Daisy gave me a look. “Women always say that right before the plot starts.”
I did not appreciate being analyzed by a barista holding my danish hostage.
Especially because she was not wrong.
The county phone dinged again.
Arrive in one mile.
The paved road narrowed as I got closer to the reservoir. Desert opened on both sides, scrubby and pale under the morning sun. The work truck handled the gravel road without complaint. I could get used to that. A vehicle doing what it was supposed to do. A phone paid for by someone else. A clipboard with my name on the paperwork.

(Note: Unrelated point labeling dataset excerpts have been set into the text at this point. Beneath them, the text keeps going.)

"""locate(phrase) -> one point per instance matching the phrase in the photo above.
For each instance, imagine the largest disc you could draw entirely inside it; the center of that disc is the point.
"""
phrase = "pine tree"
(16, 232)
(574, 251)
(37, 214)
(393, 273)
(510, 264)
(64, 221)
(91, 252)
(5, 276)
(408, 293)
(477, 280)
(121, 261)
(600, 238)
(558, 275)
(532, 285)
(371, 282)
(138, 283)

A new life, piece by piece.
I pulled into the small access lot near the reservoir and parked beside a weathered sign warning about algae blooms, fishing limits, and rattlesnakes. The water lay still beyond the scrub, reflecting the sky in dull blue sheets. Wind moved lightly across the surface.
I turned off the engine and sat for a second.
One week in Santa Fe.
A job.
An apartment.
A cactus.
A cat with a bell.
A coffee shop addiction.
A group of women who had decided I was their problem.
And Mason.
I shut that door fast.
Not literally. Mentally. Forcefully. With both hands and a chair wedged under the knob.
Whatever had happened between us had been heat, exhaustion, bad timing, and proximity. A desert fever. A stress response with excellent shoulders. It did not mean anything. It could not mean anything. Men like Mason came with history, scars, and women who looked like they belonged in country club photographs. I came with student loans, a feral cat, and exactly one cactus.
So I grabbed my field kit, locked the work truck, and walked toward the water.
The reservoir didn’t care who I was trying not to think about.
That made it my favorite thing in Santa Fe so far.
My phone buzzed.
Not the county phone. My actual phone.
I pulled it from my back pocket, expecting my mother, a spam text, or maybe another depressing notification from my bank pretending there were “insights” to be found in poverty.
Instead, Regan’s name lit up the screen.